13 Temmuz 2012 Cuma

Mavi Çimenler

İlkokul üçüncü sınıftaydım. Öğretmen resim dersinde klasik konulardan birini çizmemizi istedi. Uzakta bir ev, dağlar, bulut, güneş, daha yakında bir dere... Diğer arkadaşlarımdan farklı olarak gökyüzünü yeşil, çimenleri mavi boyadım. Öğretmen resimlere sırayla bakarak benim resmime kadar geldi. Yüzünde önce bir şaşkınlık oluştu, sonraysa o şaşkınlık kızgınlığa dönüştü. "Bu nasıl resim? Mavi çimen mi olur, yeniden yap." dedi. Sonra aramızdaki diyalog:

- Ben mavi çizmek istedim öğretmenim.
- Hayır, mavi çimen olmaz. Yeniden yaparsan sergi tahtasına asar, beş veririm. Yoksa bir alırsın.
- ...
- Öyleyse bir!

Bazı çocuklar öyle bir tecrübeden sonra resim yapmaktan soğurdu. Ben soğumadım, daha çok bilendim. Her zaman güzel sonuçlar doğurmayabilir ama biri bana yapamazsın dediğinde özgürlük ormanıma balta girmiş gibi hissediyorum.

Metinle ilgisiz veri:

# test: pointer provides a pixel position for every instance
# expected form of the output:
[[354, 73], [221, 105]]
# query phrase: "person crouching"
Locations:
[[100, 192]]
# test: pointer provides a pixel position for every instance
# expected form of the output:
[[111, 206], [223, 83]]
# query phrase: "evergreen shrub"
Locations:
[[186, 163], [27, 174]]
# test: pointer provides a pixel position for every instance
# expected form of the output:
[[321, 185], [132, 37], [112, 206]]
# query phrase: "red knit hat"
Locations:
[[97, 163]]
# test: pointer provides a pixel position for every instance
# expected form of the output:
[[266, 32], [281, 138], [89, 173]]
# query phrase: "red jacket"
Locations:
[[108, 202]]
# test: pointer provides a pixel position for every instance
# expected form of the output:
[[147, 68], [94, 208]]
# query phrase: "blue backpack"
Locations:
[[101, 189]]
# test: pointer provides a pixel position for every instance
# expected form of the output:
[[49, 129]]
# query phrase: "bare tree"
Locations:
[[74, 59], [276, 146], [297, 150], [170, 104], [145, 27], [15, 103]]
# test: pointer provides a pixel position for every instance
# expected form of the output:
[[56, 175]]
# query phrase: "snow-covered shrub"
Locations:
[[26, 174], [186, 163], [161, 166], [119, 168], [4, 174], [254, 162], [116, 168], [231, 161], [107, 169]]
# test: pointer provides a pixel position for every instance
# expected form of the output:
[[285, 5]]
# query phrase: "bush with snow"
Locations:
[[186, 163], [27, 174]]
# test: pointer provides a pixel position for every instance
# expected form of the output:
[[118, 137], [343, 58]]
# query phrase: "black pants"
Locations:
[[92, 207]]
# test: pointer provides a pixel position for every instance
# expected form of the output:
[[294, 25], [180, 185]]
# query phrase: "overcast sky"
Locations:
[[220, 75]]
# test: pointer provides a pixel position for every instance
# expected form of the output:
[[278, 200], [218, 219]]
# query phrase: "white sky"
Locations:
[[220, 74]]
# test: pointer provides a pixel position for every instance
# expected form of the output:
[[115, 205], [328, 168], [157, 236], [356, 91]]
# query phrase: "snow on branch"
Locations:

Ve hep çizdim, çiziyorum. Resim çizmek bana hep iyi geldi. Onları satmayı, hele ısmarlama resim yapmayı hiç düşünmedim. Belki işin içine para girseydi çizmek beni bu kadar mutlu etmeyecekti. Zaman zaman değişik konulara ilgi duyuyorum ve deniyorum ama resim hayatımda hep olacak. Daha iyi çizmek için çalışıyor olacağım ve hiç vazgeçmeyeceğim.